NBA Finals slipping away from Miami as depleted Heat fall again to LeBron and Lakers | Opinion
They had to call upon it all and have it all, the Miami Heat did Friday night. Everything available, tangible to magic.
All of the ingenuity that makes Erik Spoelstra such a respected basketball coach. All the power entailed in the mystery of “Heat culture.” The whole idea Miami was built for the bubble. The underdog magic. The notion of the Jimmy Butler-led Heat being kissed by kismet. Whatever mystical vibes the godfather Pat Riley could send along.

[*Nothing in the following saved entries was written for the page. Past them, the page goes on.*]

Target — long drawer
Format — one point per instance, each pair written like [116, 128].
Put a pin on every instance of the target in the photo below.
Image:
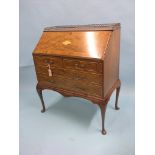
[71, 74]
[72, 85]
[69, 63]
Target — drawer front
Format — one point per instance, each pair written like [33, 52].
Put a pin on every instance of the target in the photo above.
[85, 65]
[44, 61]
[71, 74]
[75, 86]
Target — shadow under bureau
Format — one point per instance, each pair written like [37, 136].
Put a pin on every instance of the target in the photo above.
[80, 61]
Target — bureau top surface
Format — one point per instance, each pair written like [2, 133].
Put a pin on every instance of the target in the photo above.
[87, 41]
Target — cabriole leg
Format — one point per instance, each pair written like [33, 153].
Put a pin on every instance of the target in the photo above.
[103, 110]
[39, 91]
[117, 95]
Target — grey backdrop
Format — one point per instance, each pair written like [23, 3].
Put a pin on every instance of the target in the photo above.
[37, 14]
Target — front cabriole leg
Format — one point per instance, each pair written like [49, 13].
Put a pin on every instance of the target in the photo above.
[103, 107]
[39, 91]
[117, 95]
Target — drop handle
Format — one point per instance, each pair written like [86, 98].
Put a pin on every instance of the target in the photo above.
[49, 70]
[82, 89]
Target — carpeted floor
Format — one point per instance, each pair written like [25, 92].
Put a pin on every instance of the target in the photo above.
[71, 126]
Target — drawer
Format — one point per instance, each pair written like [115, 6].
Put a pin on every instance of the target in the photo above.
[74, 86]
[72, 74]
[83, 76]
[43, 61]
[86, 65]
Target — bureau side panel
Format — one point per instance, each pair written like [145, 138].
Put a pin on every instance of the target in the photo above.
[111, 62]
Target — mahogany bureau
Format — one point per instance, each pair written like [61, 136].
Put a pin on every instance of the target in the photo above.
[80, 61]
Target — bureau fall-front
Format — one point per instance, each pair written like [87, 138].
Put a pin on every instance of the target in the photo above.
[81, 61]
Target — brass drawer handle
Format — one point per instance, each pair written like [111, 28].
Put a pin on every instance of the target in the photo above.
[49, 70]
[78, 78]
[82, 65]
[83, 89]
[76, 65]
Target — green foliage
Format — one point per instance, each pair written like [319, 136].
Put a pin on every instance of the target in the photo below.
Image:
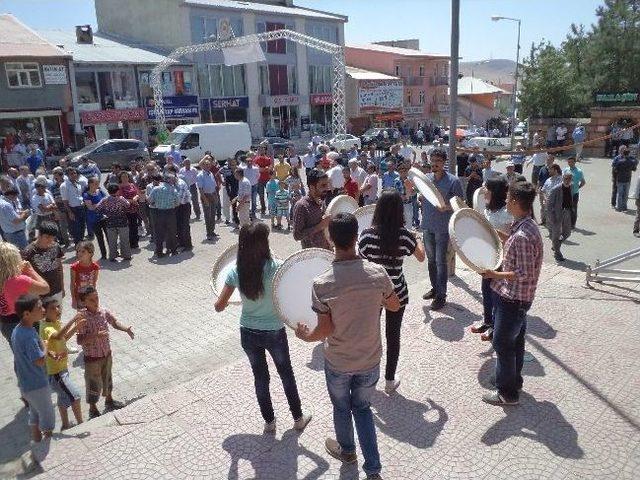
[560, 82]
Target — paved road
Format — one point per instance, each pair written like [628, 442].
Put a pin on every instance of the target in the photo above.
[179, 336]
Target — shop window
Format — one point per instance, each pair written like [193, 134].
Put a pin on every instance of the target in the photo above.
[87, 87]
[23, 75]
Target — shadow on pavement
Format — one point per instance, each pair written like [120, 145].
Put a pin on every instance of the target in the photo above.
[279, 461]
[539, 421]
[407, 420]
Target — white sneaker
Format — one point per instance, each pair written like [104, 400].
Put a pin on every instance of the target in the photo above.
[270, 427]
[391, 386]
[302, 422]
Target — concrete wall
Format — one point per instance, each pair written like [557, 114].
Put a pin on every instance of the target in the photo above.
[45, 97]
[160, 24]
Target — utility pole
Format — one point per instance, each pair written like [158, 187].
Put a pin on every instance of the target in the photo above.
[453, 83]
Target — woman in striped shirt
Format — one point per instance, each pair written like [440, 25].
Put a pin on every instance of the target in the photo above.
[386, 243]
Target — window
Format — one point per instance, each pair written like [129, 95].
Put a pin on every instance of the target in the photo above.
[87, 87]
[23, 75]
[191, 141]
[227, 81]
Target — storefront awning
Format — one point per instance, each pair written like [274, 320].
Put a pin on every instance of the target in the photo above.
[29, 114]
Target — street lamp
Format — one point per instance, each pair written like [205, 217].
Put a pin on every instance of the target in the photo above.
[496, 18]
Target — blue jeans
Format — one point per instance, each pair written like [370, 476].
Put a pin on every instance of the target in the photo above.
[254, 199]
[350, 395]
[623, 195]
[435, 246]
[508, 342]
[76, 226]
[256, 343]
[488, 302]
[19, 239]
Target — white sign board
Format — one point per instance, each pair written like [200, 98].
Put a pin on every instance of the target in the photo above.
[55, 74]
[380, 96]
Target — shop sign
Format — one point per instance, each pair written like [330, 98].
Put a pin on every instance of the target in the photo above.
[419, 110]
[617, 98]
[229, 102]
[281, 100]
[321, 99]
[55, 74]
[113, 116]
[178, 106]
[380, 95]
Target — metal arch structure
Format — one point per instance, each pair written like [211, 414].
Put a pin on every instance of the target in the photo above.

Heck, the Heat would have taken a sudden, surprise comeback from Dwyane Wade Friday night. A menacing scowl sent virtually by Alonzo Mourning.
Anything.
The Heat needed all of it to somehow avoid falling down into the desolation of a 2-0 NBA Finals hole to the Los Angeles Lakers.
Had to have it.
Didn’t get it.
A Miami team that got blown out by 18 points in a Game 1 it entered at full strength seemed to have little chance in Friday’s Game 2 — not with star Bam Adebayo sidelined by a neck sprain and starting spark Goran Dragic erased by a left foot injury.
This was Miami, missing two starters — missing 34 percent of its playoff scoring punch.
Against LeBron James and Anthony Davis, et al.
It felt like dire straits for the underdogs.
It was.
It turned into a 124-114 Heat loss to the Lakers that leaves Miami at very long odds now historically, realistically and otherwise to still make this a long series, let alone one that can perhaps still be won.
Don’t get it wrong, the Heat fought hard on a night that might have been a holy mess. Fighting is in this club’s DNA. Part of that “culture.” Depleted as Miami was, I might even call the effort valiant. Still, 0-2 down is 0-2 down.
There is a now-desperate Game 3 on Sunday. It is a Heat “home” game, but, in the Orlando bubble on account of the coronavirus/COVID-19, that will mean no home crowd to lift Miami when it needs it most.
Adebayo and Dragic might both be back. Still the uphill climbs now feels mountainous for the team down.
LeBron in his illustrious career has (surprisingly) never before led an NBA Finals 2-0, including the four in a row he led Miami to, with two championships, in 2011-14.
If a Heat fan is clinging to hope today it’s in the year 2006.
Only four times in NBA history has a team down 2-0 won the NBA Finals, and one of those times was the Heat in ‘06, rallying over Dallas for Miami’s first franchise title.
But here’s a fact, too. The Heat is 0-7 in all of the other playoff series it has trailed 2-0. (The Heat is 14-0 in the playoff series it has led 2-0.)
If it seems to you that Miami at 0-2 is likelier to be swept than to come back to win, you are forgiven. You probably are not crazy. That’s how much work the Heat has ahead.
The Miami Marlins earlier Friday in advancing in the MLB playoffs gave a master’s class in being the big underdog as a feel-good story — the team that surprised all of the odds and the doubters.
The Heat is simply looking like the underdog that is that for a reason. (And the unlucky, injury-racked underdog at that.)
Without Bam’s interior defense Friday, L.A. with its height advantage dominated in the paint. Anthony Davis scored 32 points on crazy 15-for-20 shooting. LeBron scored 33. Together they were 29-of-45 shooting. Miami’s defensive effort has seen better nights.
Jimmy Butler led Miami with 25 points. He had admitted before the game the absence of Adebayo and Dragic made “a huge difference” and said, “We have to play damn-near perfect basketball.”
He also said: “We’re supposed to be here. We belong here.”
On that front, two games into this NBA Finals, there is still a bit of proving to do there for the Miami Heat.